Coming up with a solution is no easy task. Policymakers don't know whether the economy is just stalling for a bit or spiraling downward into a major crisis.
At the Brookings Institution in Washington on Thursday, some of the country's best-known economists gathered to discuss possible solutions. Among those present was Martin Feldstein, a former Reagan administration official who is said to be advising the White House on what to do. Feldstein said that Washington needs to find ways to get ahead of the problem.
"What we're talking about now is a pre-emptive strike: What do you do to stop the economy from turning down — and if it does, to make it milder?" Feldstein said.
The trick, according to former Treasury Secretary Robert Rubin, is to design a stimulus package while sidestepping the ideological and partisan fault lines that crisscross Washington. Rubin said that a stimulus package should be timely and work quickly. Tax policy and education may be vital issues to the economy, Rubin said, but the recession is likely to be over long before they can be resolved.
"Let's not worry about long-term marginal tax cuts, infrastructure, social spending, all of which are important issues. Keep that out of it," Rubin said.
What the government can do quickly is hand out money in the form of tax rebates and credits. Injecting the economy with a quick hit of cash would goose spending. But where should the money go to have the maximum effect? Former Federal Reserve member Alice Rivlin would like to see the federal government pass funds directly to the states, some of which — like California, Arizona and Florida — are already in recession.
Another suggestion has been for the federal government to pump more money into food stamps. Martin Feldstein noted that it could be done quickly and it would go to the very people most likely to spend it quickly. Feldstein was cooler to another proposal: letting people collect unemployment benefits for a longer period.
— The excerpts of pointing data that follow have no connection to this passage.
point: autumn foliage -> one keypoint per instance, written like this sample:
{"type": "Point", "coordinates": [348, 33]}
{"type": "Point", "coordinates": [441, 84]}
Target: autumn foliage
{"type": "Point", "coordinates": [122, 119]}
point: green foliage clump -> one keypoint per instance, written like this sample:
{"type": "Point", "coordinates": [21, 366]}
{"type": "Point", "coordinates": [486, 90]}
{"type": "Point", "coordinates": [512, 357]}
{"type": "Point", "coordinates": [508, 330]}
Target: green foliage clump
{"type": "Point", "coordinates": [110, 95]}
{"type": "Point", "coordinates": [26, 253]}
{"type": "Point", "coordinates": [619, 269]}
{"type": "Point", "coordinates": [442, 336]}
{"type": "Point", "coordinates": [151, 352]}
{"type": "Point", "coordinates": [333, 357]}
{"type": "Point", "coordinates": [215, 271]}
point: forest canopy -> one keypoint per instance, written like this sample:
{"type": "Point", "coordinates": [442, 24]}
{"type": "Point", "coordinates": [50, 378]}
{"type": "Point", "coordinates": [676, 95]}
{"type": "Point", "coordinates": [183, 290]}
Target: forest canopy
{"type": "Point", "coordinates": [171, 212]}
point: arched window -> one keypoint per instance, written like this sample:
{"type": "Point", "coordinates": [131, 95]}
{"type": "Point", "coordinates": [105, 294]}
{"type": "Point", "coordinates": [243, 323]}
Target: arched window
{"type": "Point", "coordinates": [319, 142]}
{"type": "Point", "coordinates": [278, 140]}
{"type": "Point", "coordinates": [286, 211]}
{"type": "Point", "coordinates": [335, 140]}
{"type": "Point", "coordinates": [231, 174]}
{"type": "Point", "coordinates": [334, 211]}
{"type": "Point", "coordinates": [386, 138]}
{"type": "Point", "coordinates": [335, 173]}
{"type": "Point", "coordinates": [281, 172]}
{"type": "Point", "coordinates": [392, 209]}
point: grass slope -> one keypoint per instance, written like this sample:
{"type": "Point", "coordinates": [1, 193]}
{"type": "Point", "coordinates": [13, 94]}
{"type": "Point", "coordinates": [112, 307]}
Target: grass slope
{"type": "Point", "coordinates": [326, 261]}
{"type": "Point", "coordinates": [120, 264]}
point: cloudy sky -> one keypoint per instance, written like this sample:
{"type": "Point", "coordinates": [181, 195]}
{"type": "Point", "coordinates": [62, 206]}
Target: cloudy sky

But he said that could actually slow the economy's recovery.
"What it does is increase the incentive to stay unemployed," Feldstein said.
But economist Mark Zandi of Economy.com took issue with that.
"No one is more panicked than a person that loses their job. No one cuts back more on spending. That's pure panic. It's key to helping those folks," Zandi said.
Zandi also disagreed with parts of another proposal that has been promoted by Feldstein lately. The Harvard economist has talked about making any stimulus package triggered. That is, Congress would vote to pass out rebate checks now, but they would only be sent out if the economy slowed sufficiently — if, for instance, job growth declined for three consecutive months. Feldstein says that will give consumers confidence that help will come if it's really needed. But Zandi was skeptical.
"If you tell them they might get [a rebate check], it doesn't shore up confidence," Zandi said.
One thing everyone agreed on Thursday is that the Federal Reserve needs to keep cutting interest rates and do so aggressively. That may not revive the housing market anytime soon — simply because the sector's problems run so deep — but doing so, they said, is the best way to ensure that the rebound gets under way.